Trade organizations also are concerned about the prospect of a variance, but they argue the EPA should do away with its rule altogether and go back to the less-stringent standard adopted by the Department of Ecology. A group of eight organizations, including the Northwest Pulp & Paper Association and Greater Spokane Incorporated, sent a petition to the EPA in February asking to rescind its PCB limit.
Christian McCabe, executive director of the Northwest Pulp & Paper Association, said the petition wasn’t inspired by monetary concerns. Because the technology doesn’t exist to test for the levels of PCBs the EPA is requiring, no one is sure how much it would cost to comply, he said.

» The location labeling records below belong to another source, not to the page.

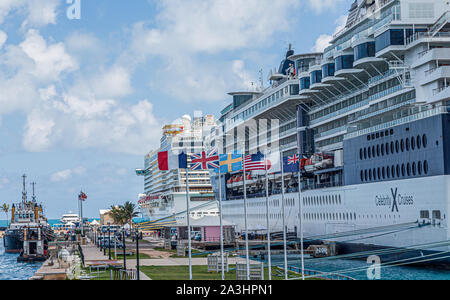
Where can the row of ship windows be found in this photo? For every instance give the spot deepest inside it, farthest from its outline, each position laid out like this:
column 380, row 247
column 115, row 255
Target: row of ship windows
column 322, row 200
column 344, row 216
column 392, row 148
column 395, row 171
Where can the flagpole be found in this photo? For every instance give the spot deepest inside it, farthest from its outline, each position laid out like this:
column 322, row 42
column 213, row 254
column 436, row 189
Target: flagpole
column 269, row 257
column 245, row 217
column 188, row 213
column 283, row 207
column 300, row 210
column 221, row 223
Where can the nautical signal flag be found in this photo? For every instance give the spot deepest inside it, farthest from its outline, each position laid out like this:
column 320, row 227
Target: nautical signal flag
column 230, row 163
column 255, row 162
column 169, row 161
column 82, row 196
column 207, row 160
column 291, row 164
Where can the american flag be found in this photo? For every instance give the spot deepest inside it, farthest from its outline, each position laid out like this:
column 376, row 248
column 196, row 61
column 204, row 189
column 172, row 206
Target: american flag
column 255, row 162
column 207, row 160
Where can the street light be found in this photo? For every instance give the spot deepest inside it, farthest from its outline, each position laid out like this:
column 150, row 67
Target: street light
column 109, row 241
column 137, row 254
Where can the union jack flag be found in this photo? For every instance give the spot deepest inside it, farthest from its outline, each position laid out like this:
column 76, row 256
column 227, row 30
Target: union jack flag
column 207, row 160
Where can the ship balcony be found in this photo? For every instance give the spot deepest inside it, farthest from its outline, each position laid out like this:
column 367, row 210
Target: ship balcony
column 319, row 86
column 436, row 54
column 332, row 79
column 308, row 92
column 367, row 61
column 435, row 74
column 347, row 72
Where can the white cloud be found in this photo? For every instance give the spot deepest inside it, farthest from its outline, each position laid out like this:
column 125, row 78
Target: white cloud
column 320, row 6
column 37, row 12
column 49, row 60
column 323, row 41
column 3, row 38
column 67, row 174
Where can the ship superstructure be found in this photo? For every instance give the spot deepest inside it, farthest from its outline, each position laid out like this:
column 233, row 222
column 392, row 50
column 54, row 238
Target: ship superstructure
column 165, row 191
column 370, row 119
column 27, row 220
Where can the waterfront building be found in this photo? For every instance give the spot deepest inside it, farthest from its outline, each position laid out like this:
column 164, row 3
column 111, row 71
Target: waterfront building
column 370, row 119
column 165, row 191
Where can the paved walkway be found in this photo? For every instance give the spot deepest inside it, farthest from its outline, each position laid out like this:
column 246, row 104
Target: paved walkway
column 92, row 254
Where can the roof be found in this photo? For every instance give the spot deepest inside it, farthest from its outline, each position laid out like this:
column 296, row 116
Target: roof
column 209, row 221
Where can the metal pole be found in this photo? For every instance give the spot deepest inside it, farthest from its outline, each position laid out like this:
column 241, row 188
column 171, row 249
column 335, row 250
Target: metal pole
column 137, row 255
column 283, row 207
column 221, row 223
column 124, row 252
column 247, row 255
column 269, row 257
column 109, row 242
column 300, row 199
column 188, row 216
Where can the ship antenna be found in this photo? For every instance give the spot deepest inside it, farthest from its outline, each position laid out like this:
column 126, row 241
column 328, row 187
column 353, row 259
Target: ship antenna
column 24, row 193
column 34, row 196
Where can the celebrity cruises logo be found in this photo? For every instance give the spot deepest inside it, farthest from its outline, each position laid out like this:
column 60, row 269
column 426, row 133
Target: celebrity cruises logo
column 394, row 200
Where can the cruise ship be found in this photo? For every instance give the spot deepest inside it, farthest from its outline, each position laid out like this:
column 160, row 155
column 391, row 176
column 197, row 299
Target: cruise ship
column 164, row 197
column 370, row 119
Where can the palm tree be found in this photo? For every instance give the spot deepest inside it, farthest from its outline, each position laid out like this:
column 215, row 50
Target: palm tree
column 5, row 209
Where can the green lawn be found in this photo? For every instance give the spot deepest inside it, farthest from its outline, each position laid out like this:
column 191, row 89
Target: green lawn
column 120, row 255
column 200, row 273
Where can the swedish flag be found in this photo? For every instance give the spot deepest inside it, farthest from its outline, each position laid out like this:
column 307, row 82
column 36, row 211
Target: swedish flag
column 230, row 163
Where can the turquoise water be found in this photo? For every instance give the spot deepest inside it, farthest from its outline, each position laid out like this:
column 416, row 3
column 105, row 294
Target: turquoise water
column 344, row 267
column 10, row 269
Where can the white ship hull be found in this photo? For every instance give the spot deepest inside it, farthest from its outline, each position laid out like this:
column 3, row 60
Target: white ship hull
column 350, row 208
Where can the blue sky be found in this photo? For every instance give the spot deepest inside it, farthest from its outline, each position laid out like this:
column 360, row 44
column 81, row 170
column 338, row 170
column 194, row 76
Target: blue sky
column 82, row 101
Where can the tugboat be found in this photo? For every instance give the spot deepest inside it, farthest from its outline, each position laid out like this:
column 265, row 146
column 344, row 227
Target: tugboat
column 29, row 231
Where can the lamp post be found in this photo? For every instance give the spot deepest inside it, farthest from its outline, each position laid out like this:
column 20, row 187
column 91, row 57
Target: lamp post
column 124, row 250
column 137, row 254
column 109, row 241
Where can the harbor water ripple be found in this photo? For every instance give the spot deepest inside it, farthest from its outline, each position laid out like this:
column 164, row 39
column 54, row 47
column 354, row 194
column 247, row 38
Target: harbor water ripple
column 10, row 269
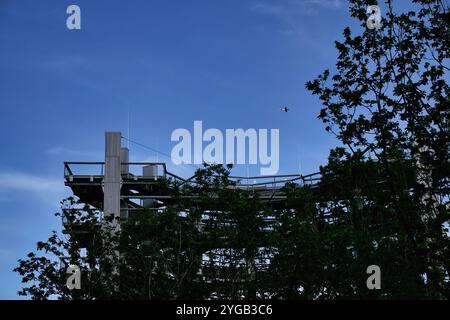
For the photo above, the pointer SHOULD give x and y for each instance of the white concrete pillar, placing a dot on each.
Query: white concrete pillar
(112, 179)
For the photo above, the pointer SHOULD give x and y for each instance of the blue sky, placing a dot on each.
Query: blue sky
(231, 64)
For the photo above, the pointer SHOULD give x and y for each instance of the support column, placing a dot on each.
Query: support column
(124, 170)
(111, 191)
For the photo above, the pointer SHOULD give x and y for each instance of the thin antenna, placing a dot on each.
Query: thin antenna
(157, 147)
(128, 129)
(299, 163)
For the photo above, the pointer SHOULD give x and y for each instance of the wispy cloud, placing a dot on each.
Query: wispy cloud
(63, 151)
(291, 12)
(19, 181)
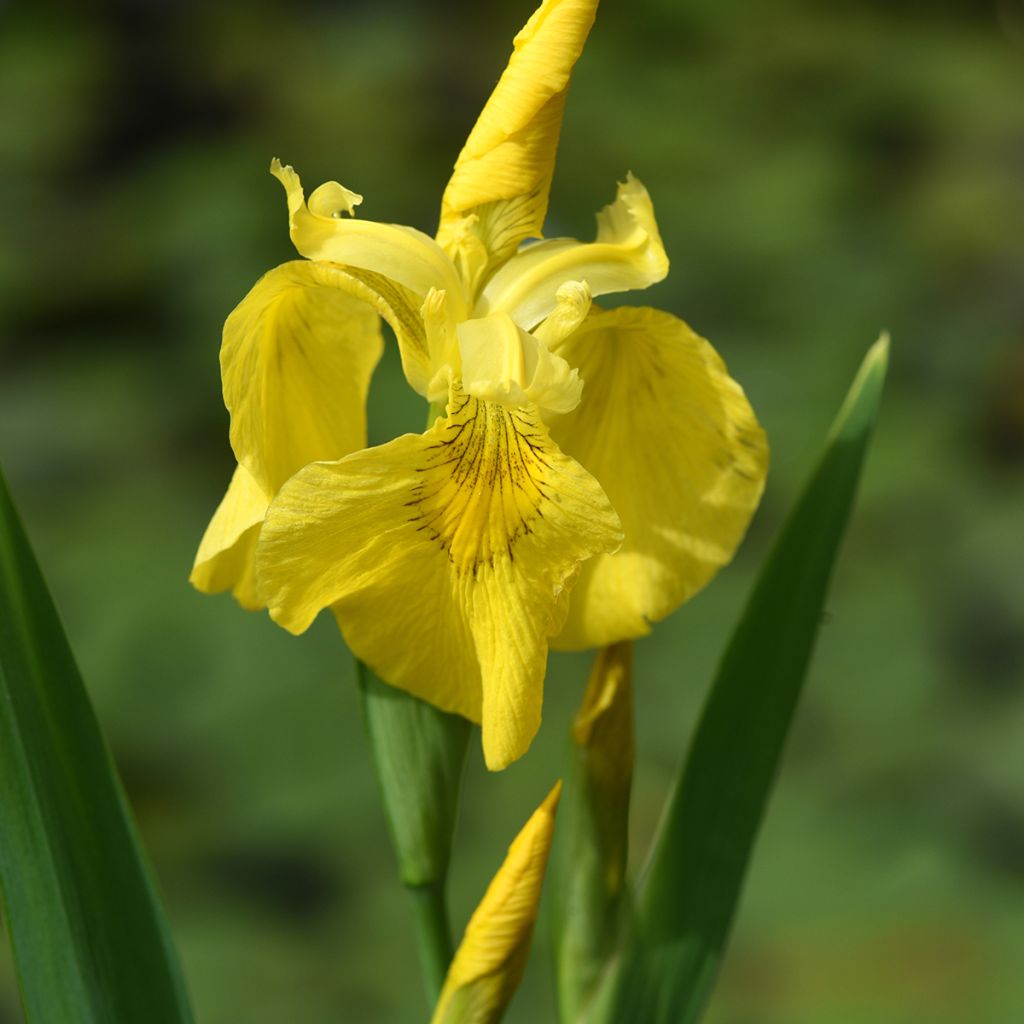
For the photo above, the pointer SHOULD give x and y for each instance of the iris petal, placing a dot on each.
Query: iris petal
(446, 557)
(676, 445)
(627, 254)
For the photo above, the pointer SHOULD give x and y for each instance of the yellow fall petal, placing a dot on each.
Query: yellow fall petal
(488, 964)
(320, 231)
(627, 254)
(297, 355)
(499, 189)
(446, 558)
(676, 445)
(224, 559)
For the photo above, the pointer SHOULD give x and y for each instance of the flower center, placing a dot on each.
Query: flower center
(483, 484)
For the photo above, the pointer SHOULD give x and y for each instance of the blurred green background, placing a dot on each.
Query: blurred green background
(820, 171)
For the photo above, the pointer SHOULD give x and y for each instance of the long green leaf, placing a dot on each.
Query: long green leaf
(696, 871)
(419, 753)
(90, 942)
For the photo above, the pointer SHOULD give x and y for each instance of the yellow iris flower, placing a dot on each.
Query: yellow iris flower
(587, 471)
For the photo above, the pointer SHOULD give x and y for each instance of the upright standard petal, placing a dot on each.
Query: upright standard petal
(296, 360)
(326, 228)
(676, 445)
(224, 559)
(503, 175)
(446, 558)
(488, 964)
(627, 254)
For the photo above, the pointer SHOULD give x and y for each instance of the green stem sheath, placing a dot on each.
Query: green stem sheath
(433, 935)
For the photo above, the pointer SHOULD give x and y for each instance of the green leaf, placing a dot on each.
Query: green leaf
(587, 890)
(89, 937)
(419, 753)
(687, 903)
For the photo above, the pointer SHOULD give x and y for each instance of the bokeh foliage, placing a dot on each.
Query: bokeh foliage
(819, 171)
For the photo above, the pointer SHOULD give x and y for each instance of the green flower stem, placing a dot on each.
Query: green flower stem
(433, 935)
(418, 754)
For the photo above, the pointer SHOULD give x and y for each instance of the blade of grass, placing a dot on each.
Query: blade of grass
(699, 859)
(90, 942)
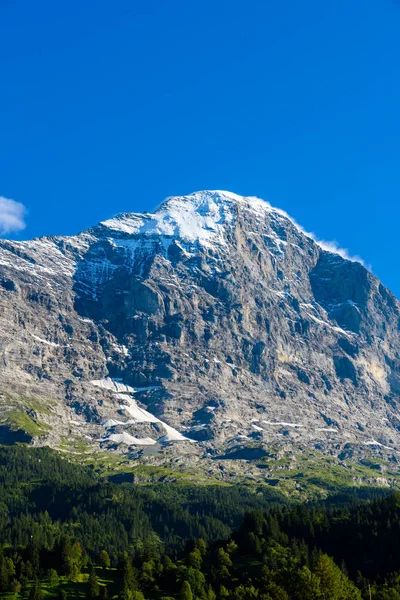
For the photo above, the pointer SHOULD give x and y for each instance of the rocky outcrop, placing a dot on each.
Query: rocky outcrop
(216, 320)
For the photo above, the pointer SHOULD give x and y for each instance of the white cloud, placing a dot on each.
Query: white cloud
(332, 246)
(12, 216)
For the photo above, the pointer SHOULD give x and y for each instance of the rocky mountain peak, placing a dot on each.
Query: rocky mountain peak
(215, 322)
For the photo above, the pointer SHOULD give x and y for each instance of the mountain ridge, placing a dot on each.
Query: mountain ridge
(227, 322)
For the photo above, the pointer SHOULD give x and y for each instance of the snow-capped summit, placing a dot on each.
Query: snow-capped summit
(215, 319)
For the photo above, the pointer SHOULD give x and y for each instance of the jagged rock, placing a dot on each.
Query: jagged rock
(215, 319)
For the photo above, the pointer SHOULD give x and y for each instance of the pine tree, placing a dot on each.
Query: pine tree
(93, 590)
(186, 591)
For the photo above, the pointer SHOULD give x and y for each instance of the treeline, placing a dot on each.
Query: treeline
(275, 555)
(45, 497)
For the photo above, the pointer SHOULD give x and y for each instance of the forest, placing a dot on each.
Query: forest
(65, 532)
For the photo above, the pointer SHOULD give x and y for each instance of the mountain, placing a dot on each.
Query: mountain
(214, 328)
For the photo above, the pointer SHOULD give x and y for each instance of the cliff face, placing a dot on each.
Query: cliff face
(215, 319)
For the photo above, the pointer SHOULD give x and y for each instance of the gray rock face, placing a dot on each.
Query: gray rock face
(215, 319)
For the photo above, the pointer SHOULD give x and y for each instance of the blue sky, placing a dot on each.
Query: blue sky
(109, 107)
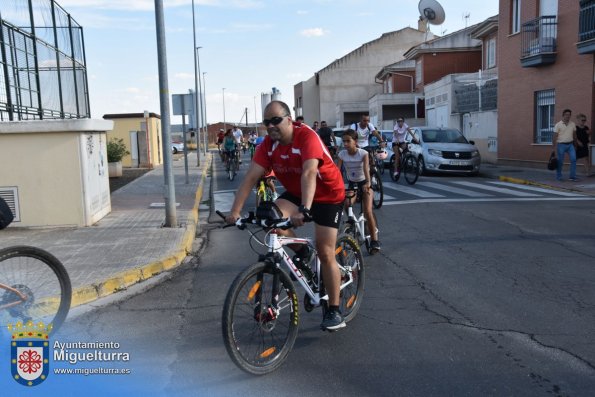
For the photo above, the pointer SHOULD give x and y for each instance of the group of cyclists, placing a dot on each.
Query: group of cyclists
(308, 165)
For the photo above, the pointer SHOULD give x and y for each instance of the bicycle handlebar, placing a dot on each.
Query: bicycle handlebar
(281, 223)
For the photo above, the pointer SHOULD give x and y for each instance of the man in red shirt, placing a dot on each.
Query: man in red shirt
(314, 191)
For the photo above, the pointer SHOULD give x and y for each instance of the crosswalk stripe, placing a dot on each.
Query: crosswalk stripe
(496, 189)
(539, 189)
(452, 189)
(413, 191)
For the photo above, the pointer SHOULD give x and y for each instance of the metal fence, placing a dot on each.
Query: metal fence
(43, 72)
(476, 92)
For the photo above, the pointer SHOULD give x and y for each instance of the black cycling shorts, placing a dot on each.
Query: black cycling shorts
(323, 214)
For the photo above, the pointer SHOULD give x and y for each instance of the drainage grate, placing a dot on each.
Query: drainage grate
(10, 194)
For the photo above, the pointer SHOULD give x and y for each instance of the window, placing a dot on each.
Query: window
(418, 72)
(515, 26)
(491, 53)
(545, 102)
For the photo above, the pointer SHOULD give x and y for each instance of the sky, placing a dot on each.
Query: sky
(248, 46)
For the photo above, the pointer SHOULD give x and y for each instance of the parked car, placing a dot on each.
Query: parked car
(177, 147)
(446, 150)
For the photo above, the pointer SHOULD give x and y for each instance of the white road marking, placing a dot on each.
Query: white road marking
(413, 191)
(496, 189)
(539, 189)
(452, 189)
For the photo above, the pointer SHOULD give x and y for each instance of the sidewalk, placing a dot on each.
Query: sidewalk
(540, 177)
(129, 245)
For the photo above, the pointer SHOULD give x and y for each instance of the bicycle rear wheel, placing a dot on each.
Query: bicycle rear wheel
(376, 186)
(411, 169)
(34, 286)
(259, 334)
(350, 260)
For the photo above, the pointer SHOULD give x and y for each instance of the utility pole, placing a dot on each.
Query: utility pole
(196, 77)
(170, 188)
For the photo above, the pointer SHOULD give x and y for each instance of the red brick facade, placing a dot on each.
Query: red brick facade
(571, 76)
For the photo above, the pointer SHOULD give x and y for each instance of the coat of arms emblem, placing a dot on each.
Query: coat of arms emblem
(29, 352)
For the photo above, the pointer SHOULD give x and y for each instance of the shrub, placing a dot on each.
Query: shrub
(116, 150)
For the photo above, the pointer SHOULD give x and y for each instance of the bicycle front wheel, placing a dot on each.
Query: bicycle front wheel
(411, 169)
(34, 286)
(260, 324)
(376, 185)
(350, 260)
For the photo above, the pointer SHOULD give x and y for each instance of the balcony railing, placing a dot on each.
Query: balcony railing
(538, 43)
(586, 27)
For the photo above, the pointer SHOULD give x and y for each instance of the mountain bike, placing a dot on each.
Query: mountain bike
(408, 166)
(357, 227)
(261, 315)
(34, 286)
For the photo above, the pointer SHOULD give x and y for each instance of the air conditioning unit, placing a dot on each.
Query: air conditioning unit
(10, 194)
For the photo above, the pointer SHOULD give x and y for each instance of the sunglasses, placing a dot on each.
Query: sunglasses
(273, 120)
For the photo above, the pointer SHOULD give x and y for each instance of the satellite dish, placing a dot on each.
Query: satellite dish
(431, 11)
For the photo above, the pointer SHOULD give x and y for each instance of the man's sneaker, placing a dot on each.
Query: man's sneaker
(333, 320)
(374, 247)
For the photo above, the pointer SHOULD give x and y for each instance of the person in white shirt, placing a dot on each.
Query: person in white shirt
(399, 142)
(357, 169)
(364, 129)
(238, 135)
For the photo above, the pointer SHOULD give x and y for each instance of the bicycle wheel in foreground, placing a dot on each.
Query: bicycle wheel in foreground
(376, 185)
(258, 334)
(350, 259)
(34, 285)
(411, 169)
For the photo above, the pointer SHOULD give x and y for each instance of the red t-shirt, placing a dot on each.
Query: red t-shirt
(287, 161)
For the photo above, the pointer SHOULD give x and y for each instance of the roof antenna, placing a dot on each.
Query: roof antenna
(431, 13)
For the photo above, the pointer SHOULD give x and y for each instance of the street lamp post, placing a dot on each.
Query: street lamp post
(196, 77)
(204, 112)
(224, 126)
(201, 89)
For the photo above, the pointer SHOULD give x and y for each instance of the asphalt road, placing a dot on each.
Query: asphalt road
(467, 298)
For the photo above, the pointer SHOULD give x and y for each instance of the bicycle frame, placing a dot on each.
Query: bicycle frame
(358, 222)
(277, 253)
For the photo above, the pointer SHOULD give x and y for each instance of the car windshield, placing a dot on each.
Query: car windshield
(443, 136)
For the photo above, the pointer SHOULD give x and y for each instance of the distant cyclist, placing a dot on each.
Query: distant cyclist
(400, 142)
(328, 138)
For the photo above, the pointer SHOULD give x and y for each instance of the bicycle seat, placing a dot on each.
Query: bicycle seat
(268, 210)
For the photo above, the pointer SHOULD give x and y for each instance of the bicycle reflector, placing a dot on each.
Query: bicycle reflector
(268, 210)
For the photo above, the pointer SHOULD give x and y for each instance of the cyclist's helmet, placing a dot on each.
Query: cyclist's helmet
(268, 210)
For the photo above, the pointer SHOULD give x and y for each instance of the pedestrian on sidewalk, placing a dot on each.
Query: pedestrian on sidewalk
(583, 135)
(564, 141)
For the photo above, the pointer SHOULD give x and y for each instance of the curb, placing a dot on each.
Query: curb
(121, 281)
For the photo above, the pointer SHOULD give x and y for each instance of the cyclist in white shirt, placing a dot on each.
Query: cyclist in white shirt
(364, 129)
(238, 135)
(357, 169)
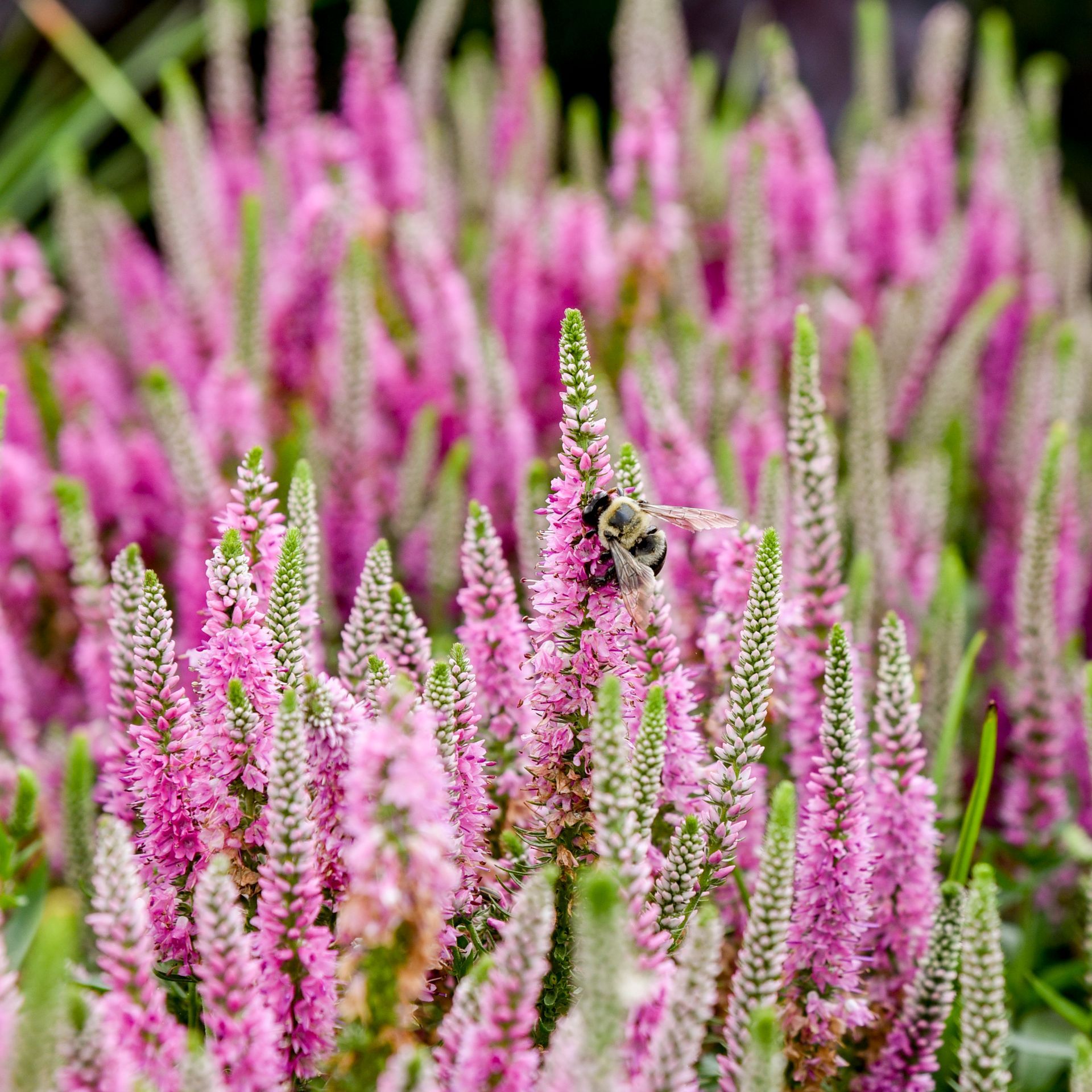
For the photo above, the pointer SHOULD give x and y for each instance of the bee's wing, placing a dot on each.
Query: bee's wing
(692, 519)
(637, 584)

“It’s not about money, it’s whether we can spend money and meet the standard,” McCabe said.
The Northwest Pulp & Paper Association represents 10 pulp and paper mills in the region, including the Inland Empire Paper Co. That firm is a subsidiary of the Cowles Co., which also publishes The Spokesman-Review.
McCabe said the EPA has acknowledged receipt of the petition, but his group is unsure of its status in Washington, D.C. Meanwhile, the Department of Ecology is hoping to begin the permitting process under the new federal standard as early as the beginning of next year, said Brook Beeler, an ecology spokeswoman, in an email.
“Our next step is to further evaluate the potential options available and how they may apply. We expect to share a permitting strategy with all the interests in early 2018,” Beeler wrote.
The EPA field office in Seattle issued a statement in response to questions for this story, saying the agency was committed to working with state officials and the city to come up with a river cleanup plan.
Condon told the council this week the city needed to act quickly in deciding whether to pursue the variance because it could affect Spokane’s construction budget, which is scheduled for approval by the end of next month.
Meeting the new EPA standard, versus seeking a variance closer to the PCB limit set by the state, could add significantly to the price tag of public works projects aimed at further reducing contamination, including potentially increasing the utility rates that the city just approved for three years at an annual growth rate of 2.9 percent, the mayor said.
But City Council President Ben Stuckart, who said he was surprised to learn the city was investigating a variance, said city lawmakers should be involved in the discussions moving forward and dismissed the notion that the budget needed to be revised before investigating other methods of complying with the new EPA rules. There’s no pending court order, he said, and the city needs to see what the potential costs are before amending the spending plan.
“We have plenty of time, and we’re not in some sort of rush,” Stuckart said.